Growing up in Northeast Ohio, half of my childhood was LeBron vs Kobe debates. Even as a Freshman in college, I still have those same debates with my roommates. I’ve always been on the LeBron side of the debate, and I never really liked the Lakers.
Then, tragedy struck the entire country. Kobe Bryant, his daughter, and seven other passengers were aboard a helicopter that went down, killing all of them on board. One of my friends came to my room to tell me about the disaster right when he heard it happened. I didn’t believe him, there’s no way that forty-one-year-old Kobe Bryant could have died. I had to look for myself, and even when all the evidence said he was gone, I still couldn’t believe it.
Mr. Bryant was a player I thought I didn’t really care about, but that all changed in an instant. I thought of the hours of his film I watched on him, breaking down his shot to the smallest details. I tried to imitate his shot, even though I never developed the athleticism to shoot a jumper like his. My follow-through is just like his, my pointer finger the last to leave the ball, and finishing right on top of my thumb.

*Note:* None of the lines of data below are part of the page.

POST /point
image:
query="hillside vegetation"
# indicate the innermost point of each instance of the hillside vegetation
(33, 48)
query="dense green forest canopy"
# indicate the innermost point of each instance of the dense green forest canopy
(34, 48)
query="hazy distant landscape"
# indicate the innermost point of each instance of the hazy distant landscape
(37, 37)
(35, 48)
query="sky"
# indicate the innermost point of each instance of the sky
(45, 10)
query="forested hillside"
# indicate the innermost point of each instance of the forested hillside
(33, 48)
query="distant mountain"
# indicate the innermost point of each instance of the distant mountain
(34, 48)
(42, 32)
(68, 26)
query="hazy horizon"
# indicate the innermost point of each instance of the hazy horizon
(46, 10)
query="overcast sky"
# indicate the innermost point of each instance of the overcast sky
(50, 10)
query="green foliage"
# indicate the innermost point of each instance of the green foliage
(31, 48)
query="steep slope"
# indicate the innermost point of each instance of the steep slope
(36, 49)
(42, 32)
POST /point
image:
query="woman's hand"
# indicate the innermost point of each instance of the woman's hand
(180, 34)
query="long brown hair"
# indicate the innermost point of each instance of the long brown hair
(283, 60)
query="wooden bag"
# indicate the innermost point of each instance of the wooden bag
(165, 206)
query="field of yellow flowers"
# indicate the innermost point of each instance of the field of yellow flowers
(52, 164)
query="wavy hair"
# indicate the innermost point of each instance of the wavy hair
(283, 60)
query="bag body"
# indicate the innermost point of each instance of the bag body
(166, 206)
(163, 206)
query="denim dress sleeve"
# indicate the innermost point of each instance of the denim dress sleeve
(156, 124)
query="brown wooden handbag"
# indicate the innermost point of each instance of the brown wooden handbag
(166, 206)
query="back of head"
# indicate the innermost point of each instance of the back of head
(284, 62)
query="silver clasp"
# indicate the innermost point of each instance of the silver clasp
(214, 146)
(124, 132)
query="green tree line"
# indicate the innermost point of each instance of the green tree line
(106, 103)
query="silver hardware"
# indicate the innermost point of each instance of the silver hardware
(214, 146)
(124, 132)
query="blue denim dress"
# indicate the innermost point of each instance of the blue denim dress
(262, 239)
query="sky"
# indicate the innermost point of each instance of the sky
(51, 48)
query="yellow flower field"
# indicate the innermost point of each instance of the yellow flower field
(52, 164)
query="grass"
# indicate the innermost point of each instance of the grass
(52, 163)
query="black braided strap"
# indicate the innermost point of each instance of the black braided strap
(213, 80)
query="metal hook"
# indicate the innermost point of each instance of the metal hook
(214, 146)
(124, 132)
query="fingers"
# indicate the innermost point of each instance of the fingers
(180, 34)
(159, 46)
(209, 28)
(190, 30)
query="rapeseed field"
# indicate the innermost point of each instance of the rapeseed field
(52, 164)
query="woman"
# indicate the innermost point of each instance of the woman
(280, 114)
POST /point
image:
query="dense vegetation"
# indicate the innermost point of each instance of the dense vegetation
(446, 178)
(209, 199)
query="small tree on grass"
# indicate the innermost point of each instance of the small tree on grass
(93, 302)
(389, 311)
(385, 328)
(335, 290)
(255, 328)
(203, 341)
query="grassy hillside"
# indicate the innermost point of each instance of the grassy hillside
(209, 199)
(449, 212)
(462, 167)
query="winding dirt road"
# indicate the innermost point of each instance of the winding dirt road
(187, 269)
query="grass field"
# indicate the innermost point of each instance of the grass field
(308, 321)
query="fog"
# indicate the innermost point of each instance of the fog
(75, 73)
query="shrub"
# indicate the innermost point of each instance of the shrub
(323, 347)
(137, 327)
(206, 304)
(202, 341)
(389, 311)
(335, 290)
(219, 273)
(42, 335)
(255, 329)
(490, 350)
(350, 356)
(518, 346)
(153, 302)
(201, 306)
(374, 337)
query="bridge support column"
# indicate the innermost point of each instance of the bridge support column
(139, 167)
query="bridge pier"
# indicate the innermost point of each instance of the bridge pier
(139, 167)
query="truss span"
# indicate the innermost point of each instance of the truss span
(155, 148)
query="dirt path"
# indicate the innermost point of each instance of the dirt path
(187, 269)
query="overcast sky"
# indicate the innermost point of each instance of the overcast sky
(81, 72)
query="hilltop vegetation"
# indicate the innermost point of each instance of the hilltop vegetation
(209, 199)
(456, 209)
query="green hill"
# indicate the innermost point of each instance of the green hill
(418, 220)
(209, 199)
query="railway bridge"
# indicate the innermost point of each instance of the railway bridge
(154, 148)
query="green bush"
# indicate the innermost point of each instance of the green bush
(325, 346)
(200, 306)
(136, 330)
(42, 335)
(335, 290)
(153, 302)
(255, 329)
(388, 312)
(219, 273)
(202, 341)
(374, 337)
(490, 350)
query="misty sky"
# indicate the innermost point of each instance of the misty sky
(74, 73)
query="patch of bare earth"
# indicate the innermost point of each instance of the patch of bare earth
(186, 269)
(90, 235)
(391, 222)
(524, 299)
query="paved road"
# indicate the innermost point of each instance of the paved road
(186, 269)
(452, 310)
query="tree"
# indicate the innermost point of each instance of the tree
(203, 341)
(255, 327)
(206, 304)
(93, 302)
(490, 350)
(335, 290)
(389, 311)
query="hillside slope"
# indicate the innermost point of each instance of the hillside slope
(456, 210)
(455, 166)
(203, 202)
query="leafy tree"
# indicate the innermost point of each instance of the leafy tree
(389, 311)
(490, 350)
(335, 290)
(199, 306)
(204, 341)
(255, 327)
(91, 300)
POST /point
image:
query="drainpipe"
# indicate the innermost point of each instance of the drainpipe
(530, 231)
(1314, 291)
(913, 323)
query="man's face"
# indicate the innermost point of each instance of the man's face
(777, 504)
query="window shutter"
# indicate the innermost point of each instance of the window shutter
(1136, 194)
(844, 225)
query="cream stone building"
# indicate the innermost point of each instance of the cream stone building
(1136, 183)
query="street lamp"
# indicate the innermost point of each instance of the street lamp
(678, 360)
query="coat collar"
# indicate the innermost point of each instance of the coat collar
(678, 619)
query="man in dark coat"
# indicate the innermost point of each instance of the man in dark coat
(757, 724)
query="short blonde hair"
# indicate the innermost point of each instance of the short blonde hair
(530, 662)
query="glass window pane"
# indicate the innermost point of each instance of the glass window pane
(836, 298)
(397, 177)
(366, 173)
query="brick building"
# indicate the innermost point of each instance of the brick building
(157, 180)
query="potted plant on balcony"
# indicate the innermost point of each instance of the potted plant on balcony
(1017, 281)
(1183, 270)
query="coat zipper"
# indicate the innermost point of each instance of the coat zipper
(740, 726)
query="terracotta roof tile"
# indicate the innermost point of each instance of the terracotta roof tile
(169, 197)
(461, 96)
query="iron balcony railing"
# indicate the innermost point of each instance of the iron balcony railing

But more than all of that, it made me think. Not just of his legacy on the basketball court, but his life in general. He wasn’t perfect but he learned from his mistakes. He was a proponent of pro-LGBTQ movements and was one of the most avid supporters of the WNBA. All he seemed to care about in his post-basketball career was his four daughters, the people he did everything for.
The way he cared about his family, made me cherish how great my family is. When you talk to your loved ones, make sure you tell them that you love them, and don’t let them forget it. You never really know when your last conversation will be with someone: so hug them a little tighter, make the point to talk to them when you can, and most importantly, say you love them.
RIP Mamba, the basketball world will miss you forever.